The series given is:

$ 1 + \frac{1+3}{2!} + \frac{1+3+5}{3!} + \frac{1+3+5+7}{4!} + \ldots $

In general, the $ r $-th term of the series, denoted as $ T_r $, takes the form:

$ T_r = \frac{r^2}{r!} $

To simplify $ T_r $, we write it in terms of factorials:

$ T_r = \frac{r}{(r-1)!} = \frac{(r-1)+1}{(r-1)!} = \frac{1}{(r-2)!} + \frac{1}{(r-1)!} $

Thus, the series can be expressed as:

$ \sum\limits_{r=1}^{\infty} T_r = \sum\limits_{r=1}^{\infty} \left( \frac{1}{(r-2)!} + \frac{1}{(r-1)!} \right) $

This breaks into two parts:

$ = \sum\limits_{r=1}^{\infty} \frac{1}{(r-2)!} + \sum\limits_{r=1}^{\infty} \frac{1}{(r-1)!} $

Each part is a well-known series.
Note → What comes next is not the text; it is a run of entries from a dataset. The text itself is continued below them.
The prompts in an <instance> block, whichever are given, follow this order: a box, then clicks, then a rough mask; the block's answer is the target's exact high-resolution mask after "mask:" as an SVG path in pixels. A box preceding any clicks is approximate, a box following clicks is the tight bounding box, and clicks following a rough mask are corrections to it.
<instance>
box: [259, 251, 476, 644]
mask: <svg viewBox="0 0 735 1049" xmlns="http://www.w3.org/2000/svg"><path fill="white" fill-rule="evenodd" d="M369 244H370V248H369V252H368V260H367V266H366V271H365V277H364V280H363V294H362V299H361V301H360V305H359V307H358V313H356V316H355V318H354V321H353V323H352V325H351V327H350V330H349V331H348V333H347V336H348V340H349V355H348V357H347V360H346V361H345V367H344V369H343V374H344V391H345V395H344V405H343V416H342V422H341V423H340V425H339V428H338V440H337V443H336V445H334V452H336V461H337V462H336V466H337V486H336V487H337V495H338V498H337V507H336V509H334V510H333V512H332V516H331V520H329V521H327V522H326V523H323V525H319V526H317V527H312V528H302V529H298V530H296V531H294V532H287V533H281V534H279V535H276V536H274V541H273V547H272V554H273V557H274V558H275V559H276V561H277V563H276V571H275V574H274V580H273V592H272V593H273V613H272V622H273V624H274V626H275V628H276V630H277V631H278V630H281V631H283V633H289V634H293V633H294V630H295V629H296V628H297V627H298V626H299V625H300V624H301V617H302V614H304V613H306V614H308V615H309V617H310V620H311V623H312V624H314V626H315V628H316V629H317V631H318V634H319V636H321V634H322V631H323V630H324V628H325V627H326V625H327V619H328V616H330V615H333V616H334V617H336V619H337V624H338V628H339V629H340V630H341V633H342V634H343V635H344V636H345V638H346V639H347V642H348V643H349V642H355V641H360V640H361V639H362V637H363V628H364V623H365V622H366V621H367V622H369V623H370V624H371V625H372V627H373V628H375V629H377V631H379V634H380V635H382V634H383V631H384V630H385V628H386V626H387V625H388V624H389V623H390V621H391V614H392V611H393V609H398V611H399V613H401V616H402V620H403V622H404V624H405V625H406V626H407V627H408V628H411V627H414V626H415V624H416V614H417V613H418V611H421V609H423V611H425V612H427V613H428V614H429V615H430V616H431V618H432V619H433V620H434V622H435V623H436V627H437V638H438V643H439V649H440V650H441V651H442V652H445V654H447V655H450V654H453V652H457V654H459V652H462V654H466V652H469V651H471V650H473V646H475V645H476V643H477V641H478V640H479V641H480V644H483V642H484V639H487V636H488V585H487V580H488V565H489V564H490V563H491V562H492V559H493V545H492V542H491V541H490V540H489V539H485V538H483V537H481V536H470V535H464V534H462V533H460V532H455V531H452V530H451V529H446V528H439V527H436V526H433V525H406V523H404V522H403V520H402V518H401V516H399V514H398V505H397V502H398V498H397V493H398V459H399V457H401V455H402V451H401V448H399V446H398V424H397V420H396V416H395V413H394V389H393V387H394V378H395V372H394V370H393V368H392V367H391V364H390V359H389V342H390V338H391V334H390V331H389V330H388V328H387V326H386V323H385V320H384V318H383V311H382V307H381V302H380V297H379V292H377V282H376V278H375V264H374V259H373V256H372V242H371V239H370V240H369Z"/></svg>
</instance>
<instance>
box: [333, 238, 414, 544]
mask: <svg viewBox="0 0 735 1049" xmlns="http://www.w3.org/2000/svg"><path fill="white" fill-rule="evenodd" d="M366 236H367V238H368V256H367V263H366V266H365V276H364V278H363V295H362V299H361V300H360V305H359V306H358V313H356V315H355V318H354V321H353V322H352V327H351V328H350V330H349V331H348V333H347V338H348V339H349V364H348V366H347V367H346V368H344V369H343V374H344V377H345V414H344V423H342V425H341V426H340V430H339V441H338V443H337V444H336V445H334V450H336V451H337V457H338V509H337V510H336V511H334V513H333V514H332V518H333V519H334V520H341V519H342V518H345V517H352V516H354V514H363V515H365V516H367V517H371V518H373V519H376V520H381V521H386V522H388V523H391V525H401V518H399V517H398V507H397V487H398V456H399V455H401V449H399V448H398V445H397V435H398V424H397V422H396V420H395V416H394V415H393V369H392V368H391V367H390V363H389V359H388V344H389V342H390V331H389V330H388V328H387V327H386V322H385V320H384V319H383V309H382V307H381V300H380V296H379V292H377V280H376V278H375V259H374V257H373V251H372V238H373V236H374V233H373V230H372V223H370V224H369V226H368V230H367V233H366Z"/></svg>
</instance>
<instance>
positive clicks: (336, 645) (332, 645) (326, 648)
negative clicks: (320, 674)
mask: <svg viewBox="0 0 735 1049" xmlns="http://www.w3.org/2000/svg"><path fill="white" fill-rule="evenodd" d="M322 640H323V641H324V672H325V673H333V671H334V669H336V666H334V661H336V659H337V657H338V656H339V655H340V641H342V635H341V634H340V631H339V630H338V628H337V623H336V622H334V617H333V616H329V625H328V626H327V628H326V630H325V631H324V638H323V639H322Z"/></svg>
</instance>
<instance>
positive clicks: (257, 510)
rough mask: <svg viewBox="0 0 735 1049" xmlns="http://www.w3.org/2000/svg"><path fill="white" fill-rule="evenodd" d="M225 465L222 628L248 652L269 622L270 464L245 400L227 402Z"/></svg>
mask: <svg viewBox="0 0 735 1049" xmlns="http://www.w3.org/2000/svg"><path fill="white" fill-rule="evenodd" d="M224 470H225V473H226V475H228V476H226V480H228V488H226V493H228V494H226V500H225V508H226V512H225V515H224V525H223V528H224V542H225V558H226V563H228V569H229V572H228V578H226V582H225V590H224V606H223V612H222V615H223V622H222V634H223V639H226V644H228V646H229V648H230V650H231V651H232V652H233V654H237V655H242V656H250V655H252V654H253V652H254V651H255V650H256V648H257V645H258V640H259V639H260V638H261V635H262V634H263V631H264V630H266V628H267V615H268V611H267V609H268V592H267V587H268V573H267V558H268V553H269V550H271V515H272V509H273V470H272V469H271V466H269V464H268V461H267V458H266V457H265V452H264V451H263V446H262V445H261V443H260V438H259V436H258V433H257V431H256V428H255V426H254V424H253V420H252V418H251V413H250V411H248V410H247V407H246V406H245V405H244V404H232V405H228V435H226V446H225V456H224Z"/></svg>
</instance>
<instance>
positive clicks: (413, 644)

Specifically:

$\sum\limits_{r=1}^{\infty} \frac{1}{(r-2)!} = e$, starting from the term where $ r-2 = 0$, which aligns with the expansion of $ e $.

$\sum\limits_{r=1}^{\infty} \frac{1}{(r-1)!} = e$, for the terms starting where $ r-1 = 0$.

Consequently, the sum of the entire series is:

$ e + e = 2e $